Друзья стояли, нерешительно переминаясь. Сема привалился к стене и слегка улыбался прозрачному небу. В его живых глазах отражалось золото осени, он был ясен. Но друзья знали, что у него сорок и две десятых.
– Идите, идите, – повторил Сема. Он заметил ненавязчивый, спокойный и ласковый взгляд Тони и выбрал ее инстинктом больного, который тянется к уверенным рукам. – Тоня останется со мной, а вы идите работайте.
Тоня молча кивнула и вошла в больницу, приняв на себя бремя забот. Сиделка бестолково бегала взад и вперед – коек не было. Тоня влетела в приемную врача, не обращая внимания на полуголого парня, подставившего грудь под докторскую трубку.
– Мы принесли Альтшулера, лучшего ударника, с температурой сорок и две десятых! – крикнула Тоня. – Он на улице. Если вы его сейчас же не устроите, я вас отдам под суд!
Врач уронил трубку и, наклонившись за нею, уронил пенсне. Тоня подала ему пенсне и сказала тихо:
– Пойдемте, дело серьезное.
Полуголый парень, кутаясь в пиджак, поддержал:
– Идите, доктор, я подожду.
И сказал Тоне:
– Вот ведь бедняга… Тиф?
Но и врач не мог найти койку, раз коек не было. Тоня сказала, энергично тряхнув волосами:
– Значит, надо кого-нибудь выписать.
Она смело вошла в палату, кивнула знакомым комсомольцам и крикнула:
– А ну, ребята, кто здесь покрепче?
– А что? – с любопытством откликнулись больные.
– Заболел Сема Альтшулер. У него сорок и две десятых. Он на улице. Кто согласен уступить ему койку?
Несколько человек не колеблясь спустили ноги с кроватей.
– Пожалуйста, доктор, – сказала Тоня. – Теперь ваше дело, кого из них выписать.
Врач с удовольствием и недоверием разглядывал распоряжавшуюся в его больнице комсомолку. Он смеялся про себя, но ворчал и выписывать кого-либо отказался наотрез. Один паренек, Петрунин, мог быть выписан дня через три, другой, Сафонов, через неделю. Но не сегодня. Врач не может, не имеет права…

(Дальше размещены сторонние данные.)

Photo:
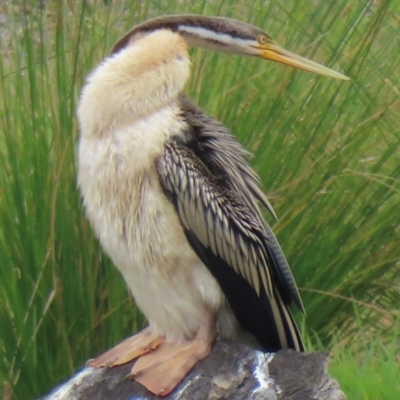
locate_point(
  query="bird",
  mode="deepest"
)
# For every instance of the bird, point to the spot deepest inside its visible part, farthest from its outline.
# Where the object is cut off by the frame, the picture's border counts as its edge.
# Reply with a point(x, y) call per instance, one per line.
point(176, 205)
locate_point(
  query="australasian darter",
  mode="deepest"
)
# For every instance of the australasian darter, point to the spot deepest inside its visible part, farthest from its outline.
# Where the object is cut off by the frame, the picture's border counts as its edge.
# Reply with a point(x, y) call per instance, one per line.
point(175, 204)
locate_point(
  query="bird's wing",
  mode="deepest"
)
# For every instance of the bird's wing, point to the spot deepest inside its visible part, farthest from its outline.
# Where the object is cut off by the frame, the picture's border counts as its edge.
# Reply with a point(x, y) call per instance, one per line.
point(229, 238)
point(226, 160)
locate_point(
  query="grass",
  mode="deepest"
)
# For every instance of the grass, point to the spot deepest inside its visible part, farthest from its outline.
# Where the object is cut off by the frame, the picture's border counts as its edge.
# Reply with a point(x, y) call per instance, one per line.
point(327, 153)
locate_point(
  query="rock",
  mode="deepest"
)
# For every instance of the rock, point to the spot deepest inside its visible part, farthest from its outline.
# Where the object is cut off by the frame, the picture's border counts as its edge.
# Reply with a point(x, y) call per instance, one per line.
point(231, 372)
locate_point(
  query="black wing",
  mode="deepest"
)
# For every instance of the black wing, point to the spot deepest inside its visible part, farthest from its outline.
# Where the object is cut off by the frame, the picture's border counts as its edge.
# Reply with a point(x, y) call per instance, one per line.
point(215, 194)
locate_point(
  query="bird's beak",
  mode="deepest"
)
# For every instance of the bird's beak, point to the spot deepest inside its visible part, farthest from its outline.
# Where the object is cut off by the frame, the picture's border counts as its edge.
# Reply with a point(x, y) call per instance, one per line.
point(272, 51)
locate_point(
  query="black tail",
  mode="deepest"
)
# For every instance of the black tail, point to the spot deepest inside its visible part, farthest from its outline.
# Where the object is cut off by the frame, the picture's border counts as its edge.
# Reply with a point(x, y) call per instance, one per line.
point(269, 320)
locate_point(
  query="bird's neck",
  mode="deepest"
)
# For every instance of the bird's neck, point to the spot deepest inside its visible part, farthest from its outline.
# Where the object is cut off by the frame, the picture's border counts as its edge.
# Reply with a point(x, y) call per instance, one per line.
point(142, 78)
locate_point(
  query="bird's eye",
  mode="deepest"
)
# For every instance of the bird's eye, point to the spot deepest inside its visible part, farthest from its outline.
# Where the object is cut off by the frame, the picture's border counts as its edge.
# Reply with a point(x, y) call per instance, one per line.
point(262, 39)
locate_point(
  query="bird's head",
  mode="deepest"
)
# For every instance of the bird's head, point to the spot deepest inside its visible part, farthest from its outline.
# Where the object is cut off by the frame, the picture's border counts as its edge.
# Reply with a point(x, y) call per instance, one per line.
point(228, 36)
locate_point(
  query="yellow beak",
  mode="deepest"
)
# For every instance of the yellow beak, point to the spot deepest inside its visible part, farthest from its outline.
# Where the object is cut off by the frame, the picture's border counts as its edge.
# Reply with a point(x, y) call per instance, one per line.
point(272, 51)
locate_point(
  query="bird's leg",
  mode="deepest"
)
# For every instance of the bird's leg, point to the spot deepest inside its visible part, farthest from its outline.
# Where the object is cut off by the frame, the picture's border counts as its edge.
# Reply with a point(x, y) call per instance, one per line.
point(128, 350)
point(163, 369)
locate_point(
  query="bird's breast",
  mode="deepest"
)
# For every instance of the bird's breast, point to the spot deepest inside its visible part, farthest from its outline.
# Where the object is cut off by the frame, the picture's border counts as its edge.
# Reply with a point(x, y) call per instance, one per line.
point(138, 227)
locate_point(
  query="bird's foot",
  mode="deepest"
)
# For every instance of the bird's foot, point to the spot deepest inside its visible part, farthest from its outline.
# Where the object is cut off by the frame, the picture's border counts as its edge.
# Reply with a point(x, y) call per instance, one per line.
point(128, 350)
point(163, 369)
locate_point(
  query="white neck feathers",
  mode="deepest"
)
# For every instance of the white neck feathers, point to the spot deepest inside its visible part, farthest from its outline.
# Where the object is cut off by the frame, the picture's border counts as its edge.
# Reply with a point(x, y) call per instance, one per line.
point(140, 79)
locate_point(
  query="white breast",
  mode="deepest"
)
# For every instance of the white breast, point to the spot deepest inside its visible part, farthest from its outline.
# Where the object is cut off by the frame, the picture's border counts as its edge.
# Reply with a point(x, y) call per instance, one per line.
point(139, 229)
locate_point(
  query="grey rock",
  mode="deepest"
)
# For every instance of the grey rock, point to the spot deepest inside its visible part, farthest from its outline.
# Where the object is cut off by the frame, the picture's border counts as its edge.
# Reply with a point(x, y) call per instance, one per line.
point(232, 371)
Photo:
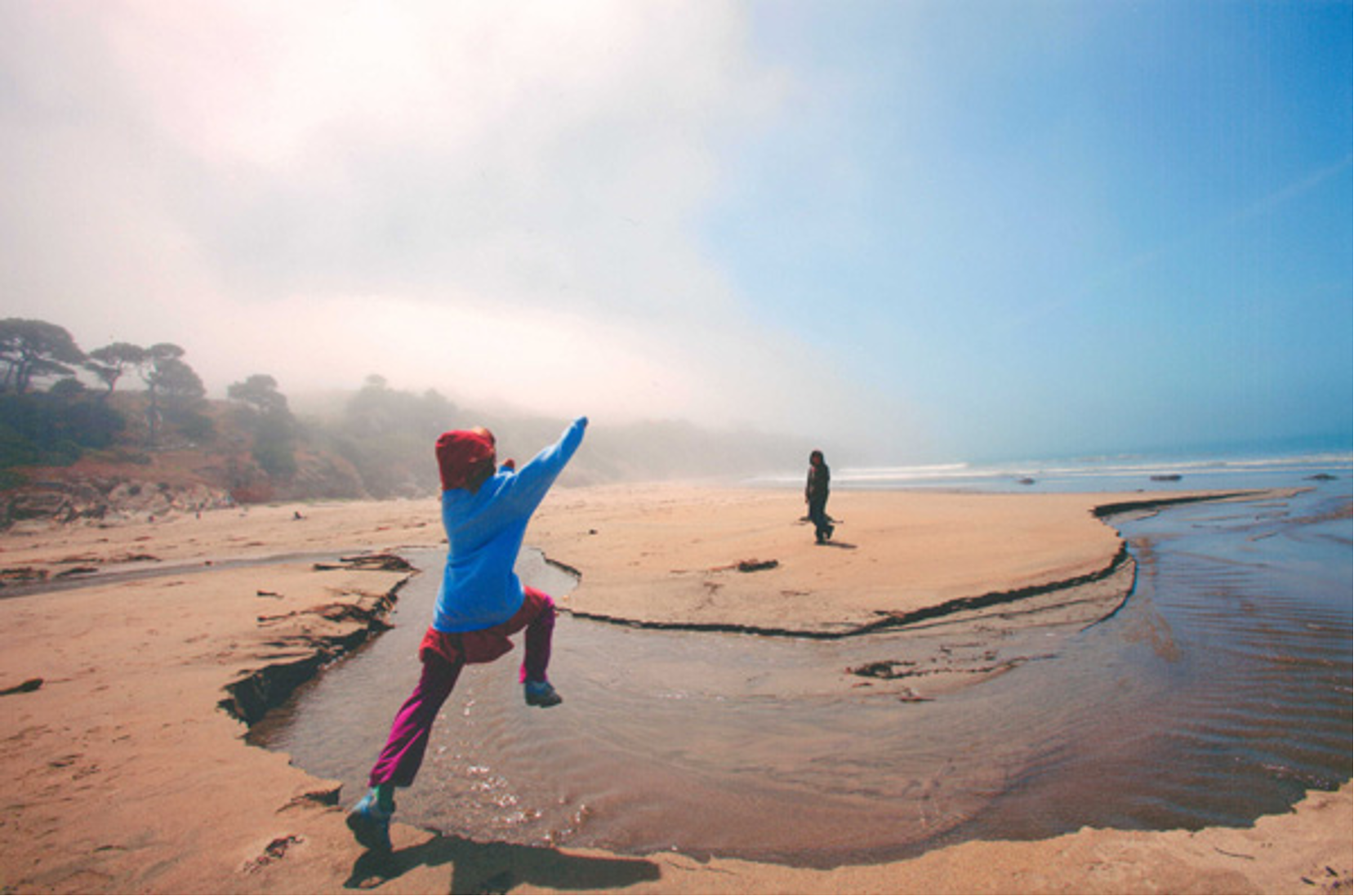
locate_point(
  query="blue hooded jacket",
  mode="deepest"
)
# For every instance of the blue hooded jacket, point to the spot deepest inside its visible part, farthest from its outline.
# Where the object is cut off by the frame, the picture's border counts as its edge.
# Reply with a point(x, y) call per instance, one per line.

– Ну так что же! – откликнулся Сафонов. – Мы с Митькой на одной койке будем, по очереди. Несите Сему.
Оставленный один, Сема прилег на крыльце, и в его помутневших глазах уже не отражалось золото осени – они были напоены густым туманом.
– Берите! – скомандовала Тоня врачу и мягко взяла Сему за плечи. Они вдвоем внесли его в палату. Тоня уверенно раздела Сему и натянула на его горячее, воспаленное тело чистую рубаху. Потом она вышла, оставив врача около больного.

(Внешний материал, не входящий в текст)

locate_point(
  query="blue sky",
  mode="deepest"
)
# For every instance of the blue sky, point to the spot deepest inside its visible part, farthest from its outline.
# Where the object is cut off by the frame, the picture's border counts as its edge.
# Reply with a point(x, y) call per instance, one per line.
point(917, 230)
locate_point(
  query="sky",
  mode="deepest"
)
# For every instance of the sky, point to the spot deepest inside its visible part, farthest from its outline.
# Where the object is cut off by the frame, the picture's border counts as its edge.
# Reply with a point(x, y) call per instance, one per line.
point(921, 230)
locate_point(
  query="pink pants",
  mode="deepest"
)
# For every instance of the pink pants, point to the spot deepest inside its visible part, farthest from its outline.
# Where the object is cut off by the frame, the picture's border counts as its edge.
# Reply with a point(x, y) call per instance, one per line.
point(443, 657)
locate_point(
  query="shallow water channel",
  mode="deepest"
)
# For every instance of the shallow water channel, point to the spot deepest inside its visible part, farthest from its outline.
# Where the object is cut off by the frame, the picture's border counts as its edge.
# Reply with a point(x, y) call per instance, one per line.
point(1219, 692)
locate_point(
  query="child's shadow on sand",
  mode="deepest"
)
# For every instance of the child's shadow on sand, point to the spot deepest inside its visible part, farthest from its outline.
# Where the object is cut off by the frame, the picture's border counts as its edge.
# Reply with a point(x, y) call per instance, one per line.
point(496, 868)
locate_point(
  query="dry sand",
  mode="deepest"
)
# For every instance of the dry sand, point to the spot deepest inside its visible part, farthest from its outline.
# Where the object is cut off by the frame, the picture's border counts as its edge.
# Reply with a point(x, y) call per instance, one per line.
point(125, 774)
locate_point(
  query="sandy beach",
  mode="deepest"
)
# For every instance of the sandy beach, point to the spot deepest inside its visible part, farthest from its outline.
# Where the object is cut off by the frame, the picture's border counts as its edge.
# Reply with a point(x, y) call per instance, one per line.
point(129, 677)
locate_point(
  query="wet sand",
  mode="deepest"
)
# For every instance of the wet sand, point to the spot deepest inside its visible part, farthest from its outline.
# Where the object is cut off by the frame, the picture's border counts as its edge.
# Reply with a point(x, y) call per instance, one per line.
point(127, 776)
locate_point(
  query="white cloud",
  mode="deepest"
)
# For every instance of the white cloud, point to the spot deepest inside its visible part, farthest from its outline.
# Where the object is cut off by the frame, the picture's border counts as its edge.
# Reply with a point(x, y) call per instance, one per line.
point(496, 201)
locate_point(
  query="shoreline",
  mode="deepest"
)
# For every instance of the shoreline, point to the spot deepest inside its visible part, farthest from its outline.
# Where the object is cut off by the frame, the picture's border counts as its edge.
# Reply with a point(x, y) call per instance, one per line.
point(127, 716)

– Предполагаю крупозное воспаление легких плюс общее изнурение организма, – сказал врач, выйдя к Тоне. – Положение скверное. У меня одна сиделка. Вы останетесь?
– Да.
– Ломаться и нос воротить вы не будете, это я вижу. Но вы что-нибудь понимаете в медицине? Лекарства разбирать сумеете? Грамотная?
– Я не понимаю, но пойму, – сказала Тоня. – Вы хотите, чтобы я работала в больнице?
– Мне нужна медицинская сестра. Я вас научу. А 1а guerre comme a la guerre,[8] – добавил он, но тут же сообразил, что Тоне непонятна его французская пословица, и объяснил, сердито поправляя пенсне: – С волками жить – по-волчьи выть. Я думаю, вы пригодитесь. Только судом не угрожайте, меня не запугаешь, имейте в виду.
– Хорошо, – сказала Тоня.
Сема лежал на спине, маленький и горячий, с блестящими от жара глазами.
– Вы видели сегодня небо? – спросил он Тоню с живым интересом и взял ее за руку. – Вы видали когда-нибудь такое небо? О, в Одессе оно лучше, чем везде, но здесь небо грандиознее… Здесь широта… Вы только поглядите, здесь видишь все: и стратосферу и выше…
Больные невольно посмотрели в окно, но ничего такого не увидели.
– Нет, – сказал Сема, – надо смотреть лежа, прямо вверх… вверх… Я хотел бы летать в стратосфере.
– Вот это да! – согласился Сафонов, пристраиваясь в ногах Петрунина.
– Хорошо бы взлететь разок так высоко, чтобы всю землю увидеть, какая она есть, – сказал Петрунин.